Verizon Wireless Readies Price Cuts, Plans to Close Call Centers Amid Rising Competition
After largely eschewing the wave of price cuts that have swept through the cellphone service business, Verizon Wireless appears poised to announce a new set of cheaper rate plans on Thursday.
According to a data sheet on the new plans leaked to Android Police, Verizon will be increasing the amount of data for Share Everything customers and cutting monthly costs by $10 to $20 for those who finance their device using a Verizon Edge program rather than opting for a subsidized phone.
The company is teasing tomorrow’s moves, but declined to comment on the specifics.
Verizon is also closing five customer call centers, including locations in Cranberry Woods, Pa., and Meriden, Conn. The company will also close part of its call center operations in Irvine, Calif.; Warrendale, Pa.; and Folsom, Calif.
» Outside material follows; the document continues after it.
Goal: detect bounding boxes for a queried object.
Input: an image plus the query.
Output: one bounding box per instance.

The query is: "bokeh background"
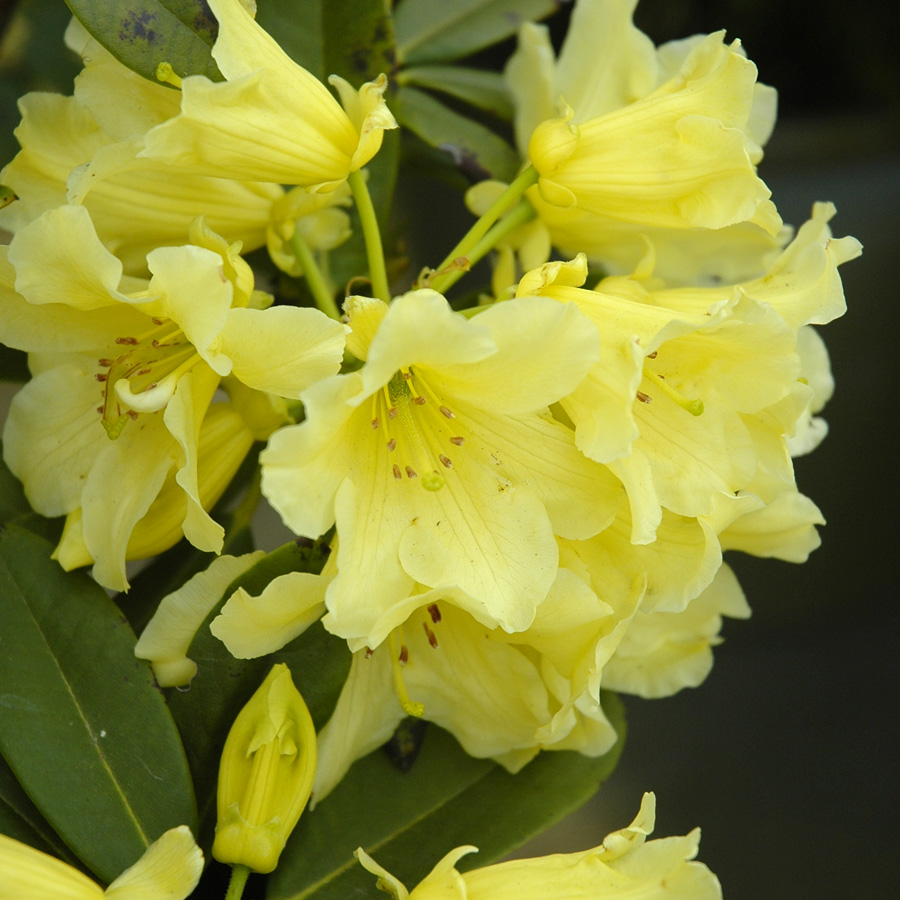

In all, the move will affect about 3,000 workers, who will have the option of relocating or taking a severance package. An additional 2,200 workers will be reassigned to similar positions within driving distance of their current office, Verizon said. The closings are set to take place in May, a Verizon spokesman told Re/code.
The moves come amid growing price pressure in the industry, an effort largely kicked off last year when No. 4 U.S. carrier T-Mobile moved to do away with phone subsidies and simultaneously cut service plan prices. T-Mobile also introduced an early upgrade program.
AT&T and Verizon responded with various early upgrade programs but have been reluctant to cut prices. AT&T, though, announced earlier this month that it was cutting prices on some family plans. Analysts had been speculating that Verizon would not be able to hold out much longer without some sort of price move.